Ursula Bellugi and Edward Klima pioneered investigations into areas central to the

relation of language, mind, and brain. They have an infectious fascination and delight

with ASL as a three-dimensional language that sculpts the air with sweeps of the hand

and twists of the wrists, all the while punctuated by a myriad of facial expressions

complexly coupled to sequences of body positionings and gestures of the limbs. Ursula

Bellugi and Ed Klima didn’t stop with simply a linguistic description of American Sign

Language (ASL).
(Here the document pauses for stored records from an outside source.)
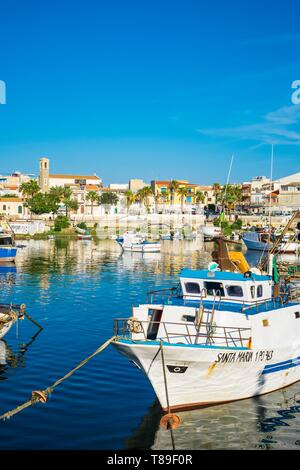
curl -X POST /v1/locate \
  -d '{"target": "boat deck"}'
[146,296,296,315]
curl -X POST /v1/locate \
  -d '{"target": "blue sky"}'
[0,0,300,184]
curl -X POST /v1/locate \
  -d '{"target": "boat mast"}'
[267,144,274,272]
[222,154,234,215]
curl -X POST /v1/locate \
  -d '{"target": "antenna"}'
[269,144,274,228]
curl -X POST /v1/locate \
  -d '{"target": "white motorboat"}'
[113,263,300,412]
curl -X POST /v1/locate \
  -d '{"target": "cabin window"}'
[147,309,163,339]
[181,315,195,323]
[226,286,244,297]
[257,285,263,298]
[185,282,200,294]
[0,237,12,246]
[204,282,224,297]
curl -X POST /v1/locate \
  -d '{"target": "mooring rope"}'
[0,336,116,421]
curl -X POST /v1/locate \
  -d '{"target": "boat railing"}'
[114,318,251,349]
[147,285,181,304]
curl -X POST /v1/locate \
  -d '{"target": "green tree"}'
[25,193,59,215]
[136,186,153,210]
[217,184,242,213]
[170,180,180,206]
[177,186,188,213]
[86,191,99,215]
[124,189,136,214]
[99,192,119,212]
[20,180,41,198]
[50,186,78,218]
[20,180,40,218]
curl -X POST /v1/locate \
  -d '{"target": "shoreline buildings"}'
[0,157,300,219]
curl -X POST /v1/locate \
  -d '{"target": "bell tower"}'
[39,157,50,193]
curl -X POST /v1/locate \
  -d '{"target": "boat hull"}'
[122,243,160,253]
[113,341,300,411]
[0,247,17,263]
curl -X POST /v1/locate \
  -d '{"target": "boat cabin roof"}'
[180,269,272,282]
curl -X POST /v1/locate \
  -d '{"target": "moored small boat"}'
[116,232,161,253]
[202,225,222,240]
[0,233,17,263]
[112,263,300,411]
[242,231,299,253]
[0,304,25,339]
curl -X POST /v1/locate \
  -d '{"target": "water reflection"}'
[126,385,300,450]
[0,239,300,449]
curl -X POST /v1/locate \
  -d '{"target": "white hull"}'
[114,342,300,410]
[0,320,15,339]
[122,243,160,253]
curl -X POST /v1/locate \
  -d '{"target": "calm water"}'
[0,240,300,449]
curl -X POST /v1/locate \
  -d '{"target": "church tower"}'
[39,158,50,193]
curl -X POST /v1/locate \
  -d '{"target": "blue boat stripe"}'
[265,357,300,369]
[262,357,300,375]
[265,356,300,369]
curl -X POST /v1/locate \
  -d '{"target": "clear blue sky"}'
[0,0,300,183]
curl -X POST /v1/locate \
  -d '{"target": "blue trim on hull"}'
[262,356,300,375]
[116,339,247,351]
[0,248,17,261]
[179,269,272,282]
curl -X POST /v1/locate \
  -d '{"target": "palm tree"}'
[125,189,136,214]
[142,186,153,211]
[195,191,205,204]
[170,180,179,206]
[212,183,221,197]
[85,191,99,215]
[157,189,170,212]
[99,192,119,213]
[217,184,242,213]
[20,180,41,218]
[50,186,78,217]
[177,187,188,214]
[20,180,41,198]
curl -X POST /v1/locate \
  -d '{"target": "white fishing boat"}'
[113,262,300,411]
[0,304,25,339]
[116,232,161,253]
[202,225,222,240]
[0,232,17,263]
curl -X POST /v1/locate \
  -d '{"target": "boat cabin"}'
[180,269,273,305]
[0,233,14,247]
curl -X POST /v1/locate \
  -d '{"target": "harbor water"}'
[0,239,300,450]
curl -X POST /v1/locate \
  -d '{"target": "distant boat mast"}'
[222,154,234,217]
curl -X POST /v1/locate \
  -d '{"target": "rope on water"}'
[0,336,116,421]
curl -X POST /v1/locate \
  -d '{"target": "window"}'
[257,285,263,297]
[181,315,195,323]
[147,309,163,339]
[226,286,244,297]
[204,282,224,297]
[185,282,200,294]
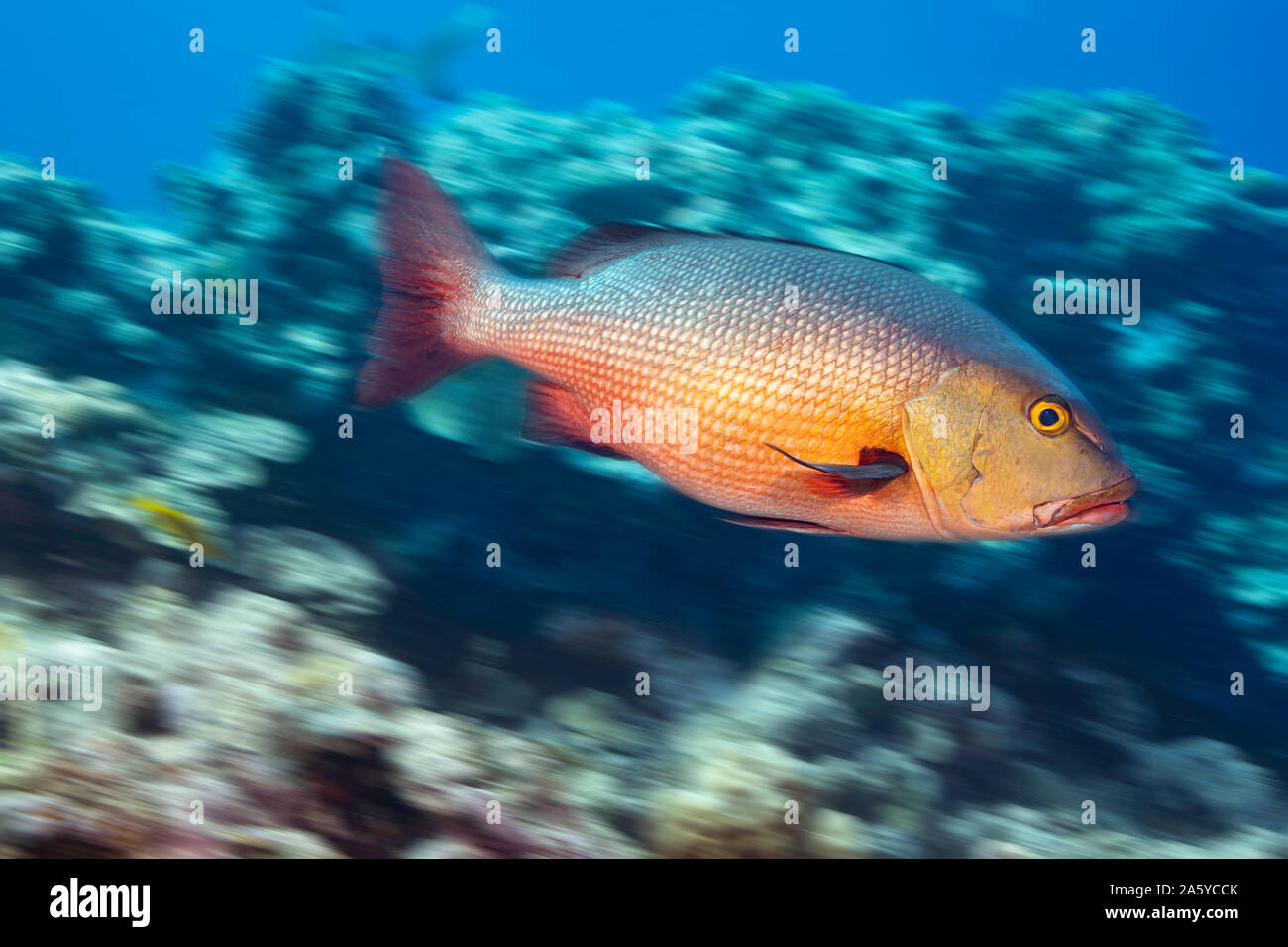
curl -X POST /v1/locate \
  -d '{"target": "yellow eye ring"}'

For them, language in space provided a natural segue to bigger

questions of how language in all its varied modalities of expression is organized and how

it is represented in the brain. They demonstrated unequivocally that language is not

restricted to the auditory-vocal modality and that the left cerebral hemisphere in humans

has an innate predisposition for language independent of language modality (Corina,

Vaid, & Bellugi, 1992; Hickok, Bellugi, & Klima, 1996; Poizner, Klima, & Bellugi,

1987). Their studies generated a fertile testing ground for competing explanations of the

brain’s organization for language, how the brain comes to be so organized, and how it can

or cannot be modified. Our own research has benefitted greatly from their insightful

thinking and clear focus on the biological foundations of language. The work presented

here on what is to be learned from the study of errors produced by signers with

Parkinson’s disease follows in the footsteps of Bellugi and Klima’s groundbreaking

research that brought language in another modality to the forefront of research in both

theoretical linguistics and cognitive neuroscience. We hope to add one more piece to the

puzzle of how language and movement are represented in the human brain.